According to the biomechanical study, there is no doubt that Kryptonite™ bone cement positively alters the axial and torsional behavior of the LCP construct. From the axial perspective, adding of the bone cement with non-locking screws enhances the bone construct to make it equivalent with the bone construct with locking screws. Energy absorption of the bone cement maintains high axial yield strength in the constructed bone implants of non-locking screws. The energy absorption of the bone cement is considered a great advantage in fracture healing because it maintains minimal axial stiffness but still allows sufficient micro-motion between the bone implant interface and the bone to promote callus formation.14 There is no evidence of utilizing bone cement to improve the torsional rigidity of the constructed bone implant.
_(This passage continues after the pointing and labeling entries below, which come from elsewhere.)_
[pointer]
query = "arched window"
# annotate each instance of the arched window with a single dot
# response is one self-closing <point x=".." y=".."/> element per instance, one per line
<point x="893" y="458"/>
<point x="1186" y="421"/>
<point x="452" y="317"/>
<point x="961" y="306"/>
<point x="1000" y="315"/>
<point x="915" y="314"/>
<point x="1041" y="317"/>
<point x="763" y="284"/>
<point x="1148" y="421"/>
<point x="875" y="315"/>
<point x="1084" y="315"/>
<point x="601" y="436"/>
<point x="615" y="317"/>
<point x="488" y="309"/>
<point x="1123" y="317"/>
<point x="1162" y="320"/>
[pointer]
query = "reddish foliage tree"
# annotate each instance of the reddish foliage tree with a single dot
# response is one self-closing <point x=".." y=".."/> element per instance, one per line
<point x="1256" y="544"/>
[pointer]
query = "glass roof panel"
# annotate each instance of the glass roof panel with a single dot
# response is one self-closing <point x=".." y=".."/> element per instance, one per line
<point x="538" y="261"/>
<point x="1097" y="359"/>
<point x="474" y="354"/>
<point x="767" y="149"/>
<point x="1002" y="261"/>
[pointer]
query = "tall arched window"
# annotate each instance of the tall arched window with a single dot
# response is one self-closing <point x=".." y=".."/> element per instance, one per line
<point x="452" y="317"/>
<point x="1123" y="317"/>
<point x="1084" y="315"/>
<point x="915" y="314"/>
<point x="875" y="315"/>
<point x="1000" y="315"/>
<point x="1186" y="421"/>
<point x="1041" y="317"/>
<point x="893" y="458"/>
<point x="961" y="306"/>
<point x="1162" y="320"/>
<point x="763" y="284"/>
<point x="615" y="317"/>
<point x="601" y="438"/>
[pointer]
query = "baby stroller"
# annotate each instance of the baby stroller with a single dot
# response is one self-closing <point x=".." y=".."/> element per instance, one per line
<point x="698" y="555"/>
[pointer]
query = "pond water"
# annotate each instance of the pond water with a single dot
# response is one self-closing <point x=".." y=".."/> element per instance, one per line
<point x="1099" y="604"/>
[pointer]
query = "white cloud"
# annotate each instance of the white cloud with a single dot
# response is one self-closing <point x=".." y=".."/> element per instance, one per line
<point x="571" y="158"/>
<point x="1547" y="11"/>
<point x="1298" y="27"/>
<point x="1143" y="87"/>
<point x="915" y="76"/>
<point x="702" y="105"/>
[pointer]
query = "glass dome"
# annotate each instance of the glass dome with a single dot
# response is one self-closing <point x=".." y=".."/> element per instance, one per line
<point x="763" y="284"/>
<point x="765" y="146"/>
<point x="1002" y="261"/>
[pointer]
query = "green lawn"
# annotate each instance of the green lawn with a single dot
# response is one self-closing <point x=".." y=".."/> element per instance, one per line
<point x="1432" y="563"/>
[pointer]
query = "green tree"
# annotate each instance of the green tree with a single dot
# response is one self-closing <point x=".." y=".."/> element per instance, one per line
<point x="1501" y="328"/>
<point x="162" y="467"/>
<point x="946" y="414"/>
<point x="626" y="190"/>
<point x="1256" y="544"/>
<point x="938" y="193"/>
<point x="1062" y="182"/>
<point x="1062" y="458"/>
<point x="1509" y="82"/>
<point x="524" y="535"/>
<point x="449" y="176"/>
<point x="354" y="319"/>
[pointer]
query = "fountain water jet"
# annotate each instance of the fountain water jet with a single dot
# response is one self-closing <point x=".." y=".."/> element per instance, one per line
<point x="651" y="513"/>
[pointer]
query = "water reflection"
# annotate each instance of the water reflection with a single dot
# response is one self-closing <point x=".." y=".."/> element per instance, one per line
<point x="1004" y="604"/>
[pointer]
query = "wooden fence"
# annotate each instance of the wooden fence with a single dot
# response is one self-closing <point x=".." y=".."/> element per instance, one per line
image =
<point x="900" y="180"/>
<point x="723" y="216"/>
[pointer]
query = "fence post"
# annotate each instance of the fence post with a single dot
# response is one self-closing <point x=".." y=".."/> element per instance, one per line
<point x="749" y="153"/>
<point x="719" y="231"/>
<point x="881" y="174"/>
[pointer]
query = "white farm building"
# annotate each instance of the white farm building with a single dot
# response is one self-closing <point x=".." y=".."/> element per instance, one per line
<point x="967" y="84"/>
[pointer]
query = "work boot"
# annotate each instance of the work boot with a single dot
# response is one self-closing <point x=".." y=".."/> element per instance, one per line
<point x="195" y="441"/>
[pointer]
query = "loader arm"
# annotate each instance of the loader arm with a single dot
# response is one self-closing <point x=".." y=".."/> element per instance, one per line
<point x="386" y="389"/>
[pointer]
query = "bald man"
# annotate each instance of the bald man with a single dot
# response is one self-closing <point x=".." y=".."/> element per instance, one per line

This study has successfully developed an applicable technique of long bone fixation, which utilizes a hybrid construct of mixed unicortical and bicortical screws. The hybrid construct is a minimally invasive technique that is able to facilitate early bone healing, reduce recovery time, and reduce the risk of re-fracture after screw plate removal. The use of unicortical screws eliminates the need for drilling through the far cortex and thus eliminates the risk of adjacent neurovascular injury or soft tissue compromise. In humerus mid-shaft fractures, screw prominence that potentially damages the radial nerve will also be less likely, when unicortical screws are applied. The LCP is beneficial in comminuted fracture scenarios, where locking and non-locking screws are required to stabilize the fracture. When a comminuted fracture contains oblique fragments, which require angled screws to obtain a direct compression of the bone plate with the bone fragment, locking screws become very limited, since they can only be inserted perpendicular to the bone plate with less than a 5° angle of deviation. Instead, non-locking screws could be utilized to obtain direct compression between the bone plate and bone fragment(s). Then, Kryptonite™ bone cement can be incorporated to enhance the axial strength of the bone construct as well as prevent screw loosening and togging.
Conflicts of interest
The authors have none to declare.
Acknowledgement
This study was supported by an internal grant in collaboration between Department of Biomedical Engineering, Mercer University and Orthopedic Trauma Institute, Navicent Heath Hospital, Macon GA, USA.